Quando a sentinela não dorme
Há advertências que só fazem sentido quando o sol começa a
se pôr. Enquanto o dia está claro, elas parecem exagero; quando a noite cai,
revelam-se misericórdia. La Salette pertence a essa categoria incômoda: não
consola, não embala, não adorna. Ela acorda.

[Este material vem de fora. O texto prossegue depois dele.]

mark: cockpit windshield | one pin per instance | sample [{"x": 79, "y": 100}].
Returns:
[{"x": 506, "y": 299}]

O problema nunca foi a frase dura — “Roma perderá a fé”. O
problema sempre foi a recusa moderna em aceitar que Deus possa falar de queda
sem estar negando a promessa. Nosso tempo não sabe mais lidar com tensão. Ou
tudo é triunfo permanente, ou tudo é catástrofe. A Tradição, mais sábia, sempre
soube viver no meio do caminho estreito: fidelidade sem ingenuidade, esperança
sem anestesia.
A Igreja aprendeu cedo, com São Paulo, que a história não
caminha em linha reta para cima. Antes da glória, vem a provação. Antes da
manifestação, o obscurecimento. A Grande Apostasia não é um delírio
apocalíptico: é doutrina apostólica. E doutrina não nasce para ornamentar
catecismos, mas para preparar consciências.
O erro do nosso tempo está em confundir indefectibilidade
com imunidade histórica. Cristo prometeu que a Igreja não deixaria de ser;
nunca prometeu que pareceria sempre fiel aos olhos do mundo — nem mesmo aos
olhos dos fiéis mais simples. Há momentos em que a Igreja vive o seu Sábado
Santo: Cristo está vivo, mas tudo parece silêncio, ambiguidade, ausência. Quem
não entende isso se escandaliza; quem entende, vela.

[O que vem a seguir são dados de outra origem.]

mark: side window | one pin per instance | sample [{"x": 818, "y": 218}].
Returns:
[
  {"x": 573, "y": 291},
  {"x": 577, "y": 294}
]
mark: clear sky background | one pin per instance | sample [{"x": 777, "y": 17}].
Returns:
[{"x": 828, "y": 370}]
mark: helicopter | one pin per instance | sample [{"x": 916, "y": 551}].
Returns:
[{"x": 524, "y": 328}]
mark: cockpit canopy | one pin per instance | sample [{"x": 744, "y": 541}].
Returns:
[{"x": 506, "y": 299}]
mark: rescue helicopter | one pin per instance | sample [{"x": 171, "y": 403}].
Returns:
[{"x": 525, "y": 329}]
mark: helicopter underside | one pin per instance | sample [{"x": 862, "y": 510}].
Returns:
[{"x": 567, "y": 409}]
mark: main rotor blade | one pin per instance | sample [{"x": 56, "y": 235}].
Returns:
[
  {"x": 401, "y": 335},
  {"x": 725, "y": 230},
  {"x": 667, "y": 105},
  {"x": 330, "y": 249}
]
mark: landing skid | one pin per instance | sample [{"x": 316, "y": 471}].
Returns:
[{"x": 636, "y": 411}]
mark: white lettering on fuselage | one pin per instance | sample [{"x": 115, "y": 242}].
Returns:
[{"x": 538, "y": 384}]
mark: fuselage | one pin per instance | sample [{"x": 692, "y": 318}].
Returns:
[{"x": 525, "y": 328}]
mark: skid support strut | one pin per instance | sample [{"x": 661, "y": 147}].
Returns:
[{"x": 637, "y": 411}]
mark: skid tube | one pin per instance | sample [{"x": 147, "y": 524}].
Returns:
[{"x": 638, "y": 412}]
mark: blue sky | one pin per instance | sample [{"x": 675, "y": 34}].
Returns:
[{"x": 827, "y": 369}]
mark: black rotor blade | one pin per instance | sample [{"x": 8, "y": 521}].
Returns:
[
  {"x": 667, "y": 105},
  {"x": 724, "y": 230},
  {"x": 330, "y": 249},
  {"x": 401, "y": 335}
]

É aqui que La Salette deixa de ser curiosidade devocional e
se torna espelho. Não como sentença definitiva, mas como possibilidade real: a
fé pode permanecer verdadeira enquanto sua confissão pública se enfraquece; a
Sé pode subsistir enquanto sua voz se torna hesitante; a doutrina pode ser
intacta enquanto sua proclamação se dilui em gestos confusos e palavras
cautelosas demais.
Nada disso destrói a Igreja. Mas tudo isso a fere.
O drama atual não é a heresia escancarada — essa sempre foi
fácil de identificar. O drama é a apostasia prática: a fé ainda é dita, mas já
não organiza; é mencionada, mas não decide; é respeitada, mas não anunciada
como necessária. Não se nega Cristo, mas evita-se proclamá-Lo como único. E
quando a missão vira convivência simbólica, algo essencial já foi deslocado.
Nesse cenário, a advertência de La Salette não autoriza fuga
nem rebelião. Autoriza vigilância. A sentinela não abandona a cidade porque vê
fumaça no horizonte; ela sobe à torre e abre os olhos. Amar a Igreja não é
fingir que tudo vai bem, mas permanecer nela quando tudo parece mal explicado.
Talvez o maior pecado hoje seja o desejo infantil de
segurança total: a ilusão de que a promessa divina nos poupará do escândalo, da
confusão e da noite. Não poupará. Nunca poupou. O que ela garante é que, mesmo
na noite mais densa, haverá um resto fiel que não negocia a verdade para manter
a paz.
A Escritura não fala em vão. E Deus não adverte por esporte.
Quando advertências antigas começam a soar atuais, não é
sinal de que Deus falhou — é sinal de que a sentinela precisa acordar. E ficar
de pé. Em silêncio, se preciso. Mas acordada.